The dog had dental scaling done by Dr Vanessa last year and the teeth are OK, with some tartar formation. This dog does not permit his mouth to be opened and he showed his warning fangs when I attempted later. "He is a good natured dog as long as you don't touch his mouth," the girl told me. "He trembles and shakes when there is lightning and thunderstorm. A vet told us to ignore him but we hold him."
"You are fortunate that this dog does not pace and go into a frenzy during thunderstorms and lightning. He just shivers. Maybe de-sen. sitation using thunderstorm audio may help, by letting him listen regularly. But you may need to duplicate the change in temperature and humidity during thunderstorms and this cannot be done."

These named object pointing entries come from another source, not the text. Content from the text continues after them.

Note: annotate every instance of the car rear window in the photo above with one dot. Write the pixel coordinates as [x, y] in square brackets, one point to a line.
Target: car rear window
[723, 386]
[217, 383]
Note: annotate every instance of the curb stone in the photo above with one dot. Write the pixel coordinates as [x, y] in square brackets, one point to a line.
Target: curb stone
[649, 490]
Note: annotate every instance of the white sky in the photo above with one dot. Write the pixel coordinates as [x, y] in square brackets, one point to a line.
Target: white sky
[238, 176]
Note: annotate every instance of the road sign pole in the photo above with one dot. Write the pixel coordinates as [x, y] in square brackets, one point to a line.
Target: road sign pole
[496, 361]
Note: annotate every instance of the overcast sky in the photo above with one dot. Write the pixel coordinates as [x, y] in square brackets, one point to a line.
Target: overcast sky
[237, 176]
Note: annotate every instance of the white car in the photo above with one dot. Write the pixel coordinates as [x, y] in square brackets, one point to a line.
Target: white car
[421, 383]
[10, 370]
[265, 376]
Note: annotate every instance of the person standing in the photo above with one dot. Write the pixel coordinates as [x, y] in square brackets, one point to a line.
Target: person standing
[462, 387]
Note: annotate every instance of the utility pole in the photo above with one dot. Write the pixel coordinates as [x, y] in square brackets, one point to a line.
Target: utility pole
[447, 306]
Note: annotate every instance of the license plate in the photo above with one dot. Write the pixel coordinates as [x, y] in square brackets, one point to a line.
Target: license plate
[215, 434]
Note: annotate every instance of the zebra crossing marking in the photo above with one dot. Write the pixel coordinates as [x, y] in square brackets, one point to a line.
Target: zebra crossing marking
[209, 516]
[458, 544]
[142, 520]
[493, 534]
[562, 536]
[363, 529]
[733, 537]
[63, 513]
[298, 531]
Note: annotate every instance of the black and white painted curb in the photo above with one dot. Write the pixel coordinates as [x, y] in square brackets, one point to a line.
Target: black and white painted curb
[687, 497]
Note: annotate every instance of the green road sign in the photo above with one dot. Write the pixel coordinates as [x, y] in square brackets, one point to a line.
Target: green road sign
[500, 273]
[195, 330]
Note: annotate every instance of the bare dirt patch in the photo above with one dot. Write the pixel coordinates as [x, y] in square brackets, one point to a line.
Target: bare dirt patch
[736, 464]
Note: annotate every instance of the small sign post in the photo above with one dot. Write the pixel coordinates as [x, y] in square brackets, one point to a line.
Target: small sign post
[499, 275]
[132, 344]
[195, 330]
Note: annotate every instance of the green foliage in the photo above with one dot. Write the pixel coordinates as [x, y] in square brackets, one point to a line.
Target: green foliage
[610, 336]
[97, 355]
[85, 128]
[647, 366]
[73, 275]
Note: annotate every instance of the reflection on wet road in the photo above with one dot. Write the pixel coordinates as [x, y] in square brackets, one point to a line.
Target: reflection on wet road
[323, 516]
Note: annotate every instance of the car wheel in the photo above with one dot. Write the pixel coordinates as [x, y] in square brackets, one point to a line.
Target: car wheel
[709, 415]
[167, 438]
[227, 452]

So, there was no solution.

However, the father has been working as a security consultant part-time, doing training programmes from his home. "Does he supply trained military guard dogs?" I asked her.  "In Singapore, the system is to send staff from the police and army to Europe or USA to buy puppies and train them for narcotics and other duties by the local staff. The success rate is extremely poor. The staff has to travel far distances to see one or two puppies in various parts of Europe. I doubt the breeders really sell the good ones. Then, there is the allegation of staff corruption."

So, the girl's father could provide a niche service as his contacts in China can provide trained dogs according to the buyer's requirements. For example, if the Customs want 50 sniffler dogs, he can arrange for them to be delivered fully trained and tested by the Buyer. "This is a niche market," I said to the father.

"Not much business as Singapore and Malaysia don't buy many. A dog lasts 4 years and the Police may replace less than 10 per year."

"Well, this is a niche market to be developed by you since you have the training source and dogs in China," I said. "In the past, there is no such establishment and now you have the specialised dog training school, you can supply customised-trained dogs to anybody. Not only the army or the military. For example, a rich father may wish to get a guide dog for his blind child. This will be your niche market. You need to start your own company rather than use the present security company and build up your credibility and services."
The father could see the prospects. Whether he would be able to execute my idea, that is the million-dollar question. "It is more than 50% of the problems solved," I replied when he said that he already got the source of dog training school and the good relationship with the people there. "Very few if any Singaporean or Malaysian has this type of contact."  Retirees in security business for many years have a large number of contacts if they know how to network with them to start a new business.